After playing the game each day, participants took part in an exercise that measured their hostile expectations. They were given the beginning of a story, and then asked to list 20 things that the main character will do or say as the story unfolds. For example, in one story another driver crashes into the back of the main character's car, causing significant damage. The researchers counted how many times the participants listed violent or aggressive actions and words that might occur.
Students in the study then participated in a competitive reaction time task, which is used to measure aggression. Each student was told that he or she would compete against an unseen opponent in a 25-trial computer game in which the object was to be the first to respond to a visual cue on the computer screen.
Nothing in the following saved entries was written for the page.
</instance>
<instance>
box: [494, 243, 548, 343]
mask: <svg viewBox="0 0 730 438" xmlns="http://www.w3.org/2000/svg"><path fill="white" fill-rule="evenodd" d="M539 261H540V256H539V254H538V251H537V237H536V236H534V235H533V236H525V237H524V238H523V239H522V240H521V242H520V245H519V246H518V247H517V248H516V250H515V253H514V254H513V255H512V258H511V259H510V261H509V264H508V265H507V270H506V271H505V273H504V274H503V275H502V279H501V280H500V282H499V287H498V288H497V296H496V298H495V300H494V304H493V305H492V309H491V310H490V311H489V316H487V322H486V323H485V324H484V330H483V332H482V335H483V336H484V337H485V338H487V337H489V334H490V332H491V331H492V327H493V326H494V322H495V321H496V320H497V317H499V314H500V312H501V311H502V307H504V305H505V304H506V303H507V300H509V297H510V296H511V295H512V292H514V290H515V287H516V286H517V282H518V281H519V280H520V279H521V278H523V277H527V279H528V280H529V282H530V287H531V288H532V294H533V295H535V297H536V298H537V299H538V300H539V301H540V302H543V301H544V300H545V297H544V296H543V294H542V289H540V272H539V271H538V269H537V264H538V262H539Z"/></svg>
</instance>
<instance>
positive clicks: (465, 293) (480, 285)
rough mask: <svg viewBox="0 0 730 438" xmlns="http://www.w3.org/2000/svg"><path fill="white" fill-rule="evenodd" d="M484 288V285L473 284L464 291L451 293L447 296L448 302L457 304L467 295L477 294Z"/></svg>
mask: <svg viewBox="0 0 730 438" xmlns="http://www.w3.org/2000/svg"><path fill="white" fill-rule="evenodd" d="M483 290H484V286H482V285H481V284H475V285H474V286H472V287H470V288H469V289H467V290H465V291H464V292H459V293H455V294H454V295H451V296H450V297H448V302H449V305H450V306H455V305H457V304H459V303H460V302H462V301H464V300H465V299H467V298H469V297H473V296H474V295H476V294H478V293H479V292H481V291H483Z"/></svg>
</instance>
The loser of each trial would receive a blast of unpleasant noise through headphones, and the winner would decide how loud and long the blast would be. The noise blasts were a mixture of several sounds that most people find unpleasant (such as fingernails on a chalk board, dentist drills, and sirens). In actuality, there was no opponent and the participants were told they won about half the trials.)
The results showed that, after each day, those who played the violent games had an increase in their hostile expectations. In other words, after reading the beginning of the stories, they were more likely to think that the characters would react with aggression or violence.
"People who have a steady diet of playing these violent games may come to see the world as a hostile and violent place," Bushman said. "These results suggest there could be a cumulative effect."
This may help explain why players of the violent games also grew more aggressive day by day, agreeing to give their opponents longer and louder noise blasts through the headphones.
"Hostile expectations are probably not the only reason that players of violent games are more aggressive, but our study suggests it is certainly one important factor," Bushman said.
"After playing a violent video game, we found that people expect others to behave aggressively. That expectation may make them more defensive and more likely to respond with aggression themselves, as we saw in this study and in other studies we have conducted."
Students who played the nonviolent games showed no changes in either their hostile expectations or their aggression, Bushman noted.
He said it is impossible to know for sure how much aggression may increase for those who play video games for months or years, as many people do.
"We would know more if we could test players for longer periods of time, but that isn't practical or ethical," he said.
"I would expect that the increase in aggression would accumulate for more than three days. It may eventually level off. However, there is no theoretical reason to think that aggression would decrease over time, as long as players are still playing the violent games," he said.